Fri Jun 3 18:44:38 PDT 2016

On Wednesday, 1 June 2016 at 23:23:49 UTC, ZILtoid1991 wrote:
> Here's the assembly code for my alpha-blending routine:
> ubyte[4] src = *cast(ubyte[4]*)(palette.ptr + 4 * *c);
> ubyte[4] *p = cast(ubyte[4]*)(workpad + (offsetX + x)*4 + 
> offsetY);
> asm{	//moving the values to their destinations
> movd	MM0, p;
> movd	MM1, src;
> movq	MM5, alpha;
> movq	MM7, alphaMMXmul_const1;
> movq	MM6, alphaMMXmul_const2;
> 									punpcklbw	MM2, MM0;
> punpcklbw	MM3, MM1;
>
> paddw	MM6, MM5;	//1 + alpha
> psubw	MM7, MM5;	//256 - alpha
>
> pmulhuw	MM2, MM6;	//src * (1 + alpha)
> pmulhuw MM3, MM7;	//dest * (256 - alpha)
> paddw	MM3, MM2;	//(src * (1 + alpha)) + (dest * (256 - alpha))
> psrlw	MM3, 8;		//(src * (1 + alpha)) + (dest * (256 - alpha)) / 
> 256
> 									//moving the result to its place;
> 									packuswb	MM4, MM3;
> movd	p, MM4;
> emms;
> }
>
> The two constants being referred here:
> static immutable ushort[4] alphaMMXmul_const1 = 
> [256,256,256,256];
> static immutable ushort[4] alphaMMXmul_const2 = [1,1,1,1];
>
> alpha is a ushort[4] containing the alpha value four times.
>
> After some debugging, I found out that the p pointer becomes 
> null at the end instead of pointing to a value.

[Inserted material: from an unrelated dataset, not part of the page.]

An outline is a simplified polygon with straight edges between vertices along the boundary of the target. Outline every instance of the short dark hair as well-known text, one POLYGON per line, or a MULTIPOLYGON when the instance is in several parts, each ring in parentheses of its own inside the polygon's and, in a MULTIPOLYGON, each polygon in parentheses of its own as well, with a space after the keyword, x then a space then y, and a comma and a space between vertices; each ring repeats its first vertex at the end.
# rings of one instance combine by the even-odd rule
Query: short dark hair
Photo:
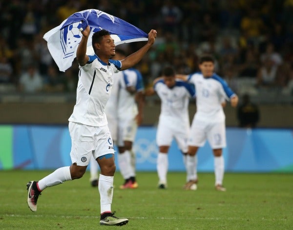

I have no 
> experience with using in-line assemblers (although I made a few 
> Hello World programs for MS-Dos with a stand-alone assembler), 
> so I don't know when and how the compiler will interpret the 
> types from D.

Problem solved. Current assembly code:

asm{
									//moving the values to their destinations
mov		EBX, p[EBP];
movd	MM0, src;
movd	MM1, [EBX];

movq	MM5, alpha;			
movq	MM7, alphaMMXmul_const256;
movq	MM6, alphaMMXmul_const1;
pxor	MM2, MM2;
punpcklbw	MM0, MM2;
punpcklbw	MM1, MM2;

paddusw	MM6, MM5;	//1 + alpha
psubusw	MM7, MM5;	//256 - alpha

pmullw	MM0, MM6;	//src * (1 + alpha)
pmullw	MM1, MM7;	//dest * (256 - alpha)
paddusw	MM0, MM1;	//(src * (1 + alpha)) + (dest * (256 - alpha))
psrlw	MM0, 8;		//(src * (1 + alpha)) + (dest * (256 - alpha)) / 
256
									//moving the result to its place;
//pxor	MM2, MM2;
packuswb	MM0, MM2;

movd	[EBX], MM0;

emms;
}
The actual problem was the poor documentation of MMX instructions 
as it never really caught on, and the disappearance of assembly 
programming from the mainstream. The end result was a quick 
alpha-blending algorithm that barely has any extra performance 
penalty compared to just copying the pixels. I currently have no 
plans on translating the whole sprite displaying algorithm to 
assembly, instead I'll work on the editor for the game engine.